Income Sharing Agreements (ISAs)
Someone with low income and minimal savings in the middle of their life can’t afford to finance their re-skilling education so they can become viable candidates for new-age jobs, let alone take time off from their current jobs to pursue something new. Lambda School and other startups like Lambda which are disrupting the traditional education industry and pioneering the nascent re-skilling industry have adopted a solution to this problem (and potentially a solution for the student debt crisis) - income sharing agreements. In an ISA, a student does not pay for their education up front, it is financed by the school (more accurately, the ISA is securitized and sold to investors.) Students pay their tuition as a percentage of their income for the first few years after graduation, capped at a reasonable maximum payment (Though I’m not sure the cap is required, or even a particularly good idea.) The great thing about income sharing agreements is that, if you don’t get a relevant job after the program, you don’t have to pay for anything! The school takes on 100% of the downside risk (you risk wasting your time, but 100% of the financial downside) and you share in the upside (but you get most of it.) It’s a fantastic trade for students, a great fix for student debt issues, and the incentive alignment is fantastic. Because the school takes on the downside risk in a way that traditional tuition models don’t facilitate at all, the school has to put together a fantastic product with excellent career services and respectable credentials or they won’t be a viable institution. Incentive alignment is incredibly powerful and ISAs are likely a huge part of the driving force behind the powerful future of education.

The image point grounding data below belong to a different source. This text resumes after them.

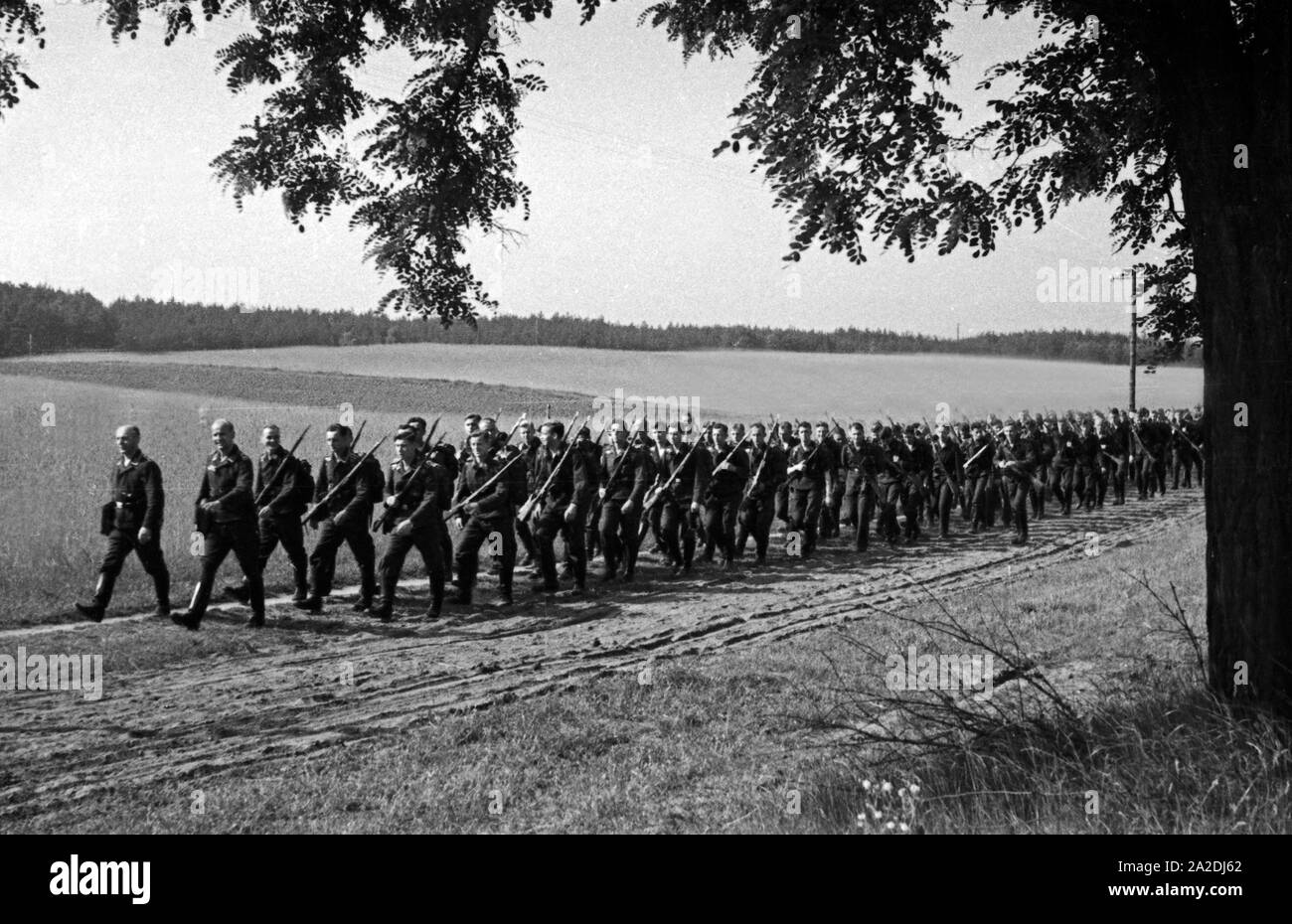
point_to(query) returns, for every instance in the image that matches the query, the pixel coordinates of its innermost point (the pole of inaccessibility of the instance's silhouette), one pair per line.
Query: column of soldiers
(699, 493)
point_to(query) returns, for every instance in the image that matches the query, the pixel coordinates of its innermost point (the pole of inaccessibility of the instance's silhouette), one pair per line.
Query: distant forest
(42, 319)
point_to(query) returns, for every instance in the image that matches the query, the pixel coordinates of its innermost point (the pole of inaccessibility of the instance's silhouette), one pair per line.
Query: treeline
(42, 319)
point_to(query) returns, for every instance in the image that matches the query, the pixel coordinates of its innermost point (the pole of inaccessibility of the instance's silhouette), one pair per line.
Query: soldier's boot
(97, 606)
(437, 600)
(162, 587)
(192, 618)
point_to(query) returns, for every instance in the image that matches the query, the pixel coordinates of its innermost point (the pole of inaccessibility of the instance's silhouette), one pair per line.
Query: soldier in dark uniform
(417, 493)
(225, 514)
(1089, 473)
(564, 508)
(623, 485)
(758, 507)
(947, 475)
(786, 439)
(1017, 465)
(279, 516)
(132, 523)
(810, 475)
(681, 506)
(860, 486)
(491, 512)
(980, 454)
(343, 520)
(730, 472)
(1063, 467)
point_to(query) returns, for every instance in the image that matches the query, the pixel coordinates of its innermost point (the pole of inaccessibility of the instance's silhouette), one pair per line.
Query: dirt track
(285, 694)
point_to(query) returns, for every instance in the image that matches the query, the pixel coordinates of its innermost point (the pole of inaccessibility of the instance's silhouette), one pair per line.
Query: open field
(702, 704)
(747, 383)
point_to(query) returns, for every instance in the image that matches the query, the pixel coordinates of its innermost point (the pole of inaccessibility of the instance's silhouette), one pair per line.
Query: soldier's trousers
(120, 542)
(551, 524)
(427, 544)
(804, 515)
(288, 532)
(976, 489)
(1060, 486)
(1089, 486)
(756, 516)
(677, 530)
(619, 536)
(946, 501)
(858, 511)
(1019, 490)
(720, 519)
(242, 539)
(469, 540)
(889, 499)
(353, 533)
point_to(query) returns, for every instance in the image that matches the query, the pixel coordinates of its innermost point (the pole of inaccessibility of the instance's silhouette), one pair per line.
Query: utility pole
(1133, 335)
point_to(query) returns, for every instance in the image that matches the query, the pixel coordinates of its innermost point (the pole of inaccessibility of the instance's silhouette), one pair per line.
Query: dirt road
(314, 683)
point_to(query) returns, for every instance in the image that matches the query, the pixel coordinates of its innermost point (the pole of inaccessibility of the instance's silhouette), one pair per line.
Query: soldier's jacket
(446, 458)
(500, 501)
(228, 481)
(1067, 447)
(288, 494)
(860, 467)
(137, 495)
(632, 477)
(728, 482)
(766, 476)
(418, 495)
(1088, 451)
(575, 482)
(1024, 455)
(982, 464)
(898, 463)
(813, 475)
(356, 498)
(948, 463)
(694, 478)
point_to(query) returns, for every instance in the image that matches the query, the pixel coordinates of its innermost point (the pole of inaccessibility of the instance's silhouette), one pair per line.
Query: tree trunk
(1240, 223)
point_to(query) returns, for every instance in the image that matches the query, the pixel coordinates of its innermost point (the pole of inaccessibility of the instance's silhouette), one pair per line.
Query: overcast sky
(107, 188)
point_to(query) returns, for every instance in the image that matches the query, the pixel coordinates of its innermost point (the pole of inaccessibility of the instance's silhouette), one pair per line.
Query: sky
(107, 188)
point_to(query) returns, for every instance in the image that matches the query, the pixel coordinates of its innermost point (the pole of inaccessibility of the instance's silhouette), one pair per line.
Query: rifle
(658, 490)
(358, 467)
(482, 488)
(400, 495)
(282, 467)
(528, 507)
(619, 462)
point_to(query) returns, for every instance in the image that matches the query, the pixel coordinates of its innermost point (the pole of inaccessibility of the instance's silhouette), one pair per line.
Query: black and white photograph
(697, 416)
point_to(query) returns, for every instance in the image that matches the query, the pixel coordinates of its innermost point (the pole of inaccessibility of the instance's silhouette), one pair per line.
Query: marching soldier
(681, 506)
(225, 515)
(417, 494)
(132, 523)
(947, 467)
(860, 484)
(343, 520)
(563, 508)
(623, 485)
(1017, 465)
(810, 473)
(279, 515)
(758, 508)
(494, 511)
(977, 469)
(723, 498)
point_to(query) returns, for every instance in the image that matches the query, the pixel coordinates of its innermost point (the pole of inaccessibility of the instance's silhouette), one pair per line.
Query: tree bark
(1240, 223)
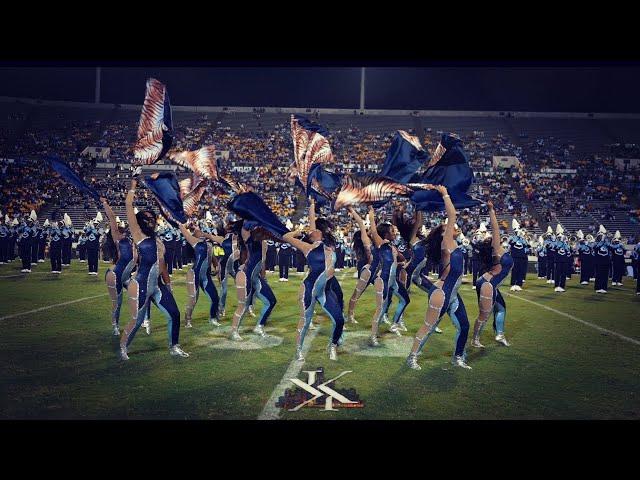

I have no interest in replacing traditional college with a pure professional development + career services program - I love college! But I do think ISA-based incentive alignment would have a tremendously positive impact on the quality of career services and career-minded decision making in colleges and their administrations around the country.
Lasting Effects of Covid
Following the Covid-19 pandemic, I strongly expect that students will re-evaluate the value proposition of traditional colleges. Surely, many of these students (myself included) will conclude that college is an incredible, unique experience and they are happy to pay for the bundle, with all its flaws. I am also sure that many students will not feel this way, and that changing tides will threaten the viability of lower-end institutions that have already been struggling for years. Legendary venture capitalist Don Valentine liked to ask every entrepreneur the same question, one that Sequoia (his also-legendary firm) feels is pivotal to predicting the potential success/demise of a promising startup: “Why now?” Timing is (nearly) everything and the Covid-19 pandemic, with some help from rapidly-developing remote work/education tools, has opened up fantastic opportunities for disruptive edtech companies. I am excited to follow the path toward a brighter educational future that will develop during the 2020s.
I often say that the future is bright in almost every category and every sense of the phrase, and the future of education is as bright as any. I am ready to embrace imperfect, unbundled educational experiences on the journey to creating the education of tomorrow.